Lega, C’è Posta per Te: Dan Friedkin risveglia l’orgoglio romanista

Dopo i fatti, dallo stadio ai rinnovi, mancava un acuto d’orgoglio e il rispetto non si ottiene quasi mai con il silenzio

di Francesco Balzani, @FrancescoBalza8

Si dice che spesso il tono della voce racconti quello che sta al di là delle parole. Forse per questo in molti anelano ascoltare quella di Dan Friedkin, il presidente della Roma che fin qui non si è mai concesso a interviste, commenti o conferenze stampa. Il suo diktat è stato chiaro: si parla con i fatti. Ecco in fila i suoi: ha acquistato la Roma in piena pandemia globale e iniziato a ripianare un debito mai visto nella storia giallorossa, si è stabilito a Trigoria a settembre e dopo 5 mesi è ancora qui senza perdersi un minuto all’Olimpico o fuori, ha mantenuto i gioielli sul mercato andando a rinnovare pure qualche contratto con clausole importanti, ha dato l’eutanasia a un progetto stadio che non meritava di continuare a soffrire e mandato via da Trigoria chi pensava non fosse più utile alla causa.

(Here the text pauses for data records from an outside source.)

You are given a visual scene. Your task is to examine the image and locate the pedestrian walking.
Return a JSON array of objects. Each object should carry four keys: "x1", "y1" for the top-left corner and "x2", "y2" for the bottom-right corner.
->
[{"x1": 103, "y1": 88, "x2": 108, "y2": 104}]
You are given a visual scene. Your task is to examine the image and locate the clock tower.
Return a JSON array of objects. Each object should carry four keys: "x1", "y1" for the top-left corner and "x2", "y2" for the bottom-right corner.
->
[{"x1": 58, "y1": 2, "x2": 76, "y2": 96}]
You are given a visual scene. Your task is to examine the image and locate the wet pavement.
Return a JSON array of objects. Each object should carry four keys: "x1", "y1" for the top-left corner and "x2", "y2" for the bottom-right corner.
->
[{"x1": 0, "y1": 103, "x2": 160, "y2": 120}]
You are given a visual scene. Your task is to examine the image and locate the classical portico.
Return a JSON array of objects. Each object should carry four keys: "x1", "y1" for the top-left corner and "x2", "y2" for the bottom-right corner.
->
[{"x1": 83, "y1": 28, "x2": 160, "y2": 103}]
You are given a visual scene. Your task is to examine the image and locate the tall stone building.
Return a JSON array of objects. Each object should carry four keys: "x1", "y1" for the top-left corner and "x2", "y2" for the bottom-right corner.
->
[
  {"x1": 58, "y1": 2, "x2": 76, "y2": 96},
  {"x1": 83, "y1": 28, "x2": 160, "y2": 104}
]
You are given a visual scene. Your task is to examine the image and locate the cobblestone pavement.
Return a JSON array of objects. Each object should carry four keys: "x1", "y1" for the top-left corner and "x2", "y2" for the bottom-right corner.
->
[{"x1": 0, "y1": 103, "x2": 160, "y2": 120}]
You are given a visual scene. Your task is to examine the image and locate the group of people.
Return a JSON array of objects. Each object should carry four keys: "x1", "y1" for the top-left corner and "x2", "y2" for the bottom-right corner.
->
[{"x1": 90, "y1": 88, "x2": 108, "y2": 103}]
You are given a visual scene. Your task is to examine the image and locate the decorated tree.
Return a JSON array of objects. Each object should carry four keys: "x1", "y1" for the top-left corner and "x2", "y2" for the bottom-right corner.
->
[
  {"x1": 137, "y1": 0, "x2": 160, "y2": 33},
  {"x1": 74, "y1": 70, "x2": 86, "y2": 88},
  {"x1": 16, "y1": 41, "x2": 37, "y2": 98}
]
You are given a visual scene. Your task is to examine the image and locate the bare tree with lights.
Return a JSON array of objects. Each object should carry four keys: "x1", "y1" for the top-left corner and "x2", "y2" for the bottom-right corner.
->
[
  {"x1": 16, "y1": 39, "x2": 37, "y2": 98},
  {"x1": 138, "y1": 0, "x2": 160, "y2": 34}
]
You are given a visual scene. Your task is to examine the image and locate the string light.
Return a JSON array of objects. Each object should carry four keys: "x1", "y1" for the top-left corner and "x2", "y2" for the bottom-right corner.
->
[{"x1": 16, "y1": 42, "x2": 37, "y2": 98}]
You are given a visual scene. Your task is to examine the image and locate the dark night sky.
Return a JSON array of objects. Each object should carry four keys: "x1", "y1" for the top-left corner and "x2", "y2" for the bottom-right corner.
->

Mancava un acuto d’orgoglio romanista, una picconata ai poteri forti che di certo non hanno mai avuto un occhio dolce e seducente verso il club giallorosso. E’ arrivato poco prima del consueto e maledetto coprifuoco di un sabato di metà marzo. Lo spostamento di Juventus-Napoli prevista il 17 marzo (due giorni prima di Shakhtar-Roma) senza giustificazione alcuna e senza preavviso poteva anche passare inosservato tra quelle polemiche di popolo che a volte fanno sorridere la Lega e le grandi del Nord. Anche in passato alcune scelte di calendario erano quantomeno curiose e i tifosi lo avevano fatto “notare” su radio e social. Ma ufficialmente nessuno della Roma aveva alzato la voce per chiedere spiegazioni e reazioni. E il rispetto non si ottiene quasi mai con il silenzio.

Lo ha fatto Friedkin insieme all’amministratore delegato Guido Fienga scrivendo una lettera pubblica indirizzata proprio alla Lega Calcio. Un atto marchiato, un ululato forte che ha risvegliato l’orgoglio romanista come ai tempi di Viola e Sensi quando le battaglie erano decisamente più feroci. Il Presidente della Roma c’è, è qui con noi e si fa sentire. Non con tweet da 90 caratteri che passa inosservato appena refreshi la pagina, ma con un atto scritto con educazione ma forza e firmato dal massimo dirigente del club. Roba seria, che magari non convincerà la Lega a spostare Roma-Napoli ma che potrebbe convincere i più scettici sulla serietà della nuova proprietà. “Sì ma quando vinciamo senza nuovi campioni?”, vi chiederete. Anzi ci chiediamo tutti i giorni. E quello deve restare un pungolo, uno stimolo da non perdere mai. Senza, però, staccare gli occhi da una realtà (economica e sociale) che meriterebbe non una lettera. Ma una collana intera di richiesta di spiegazioni.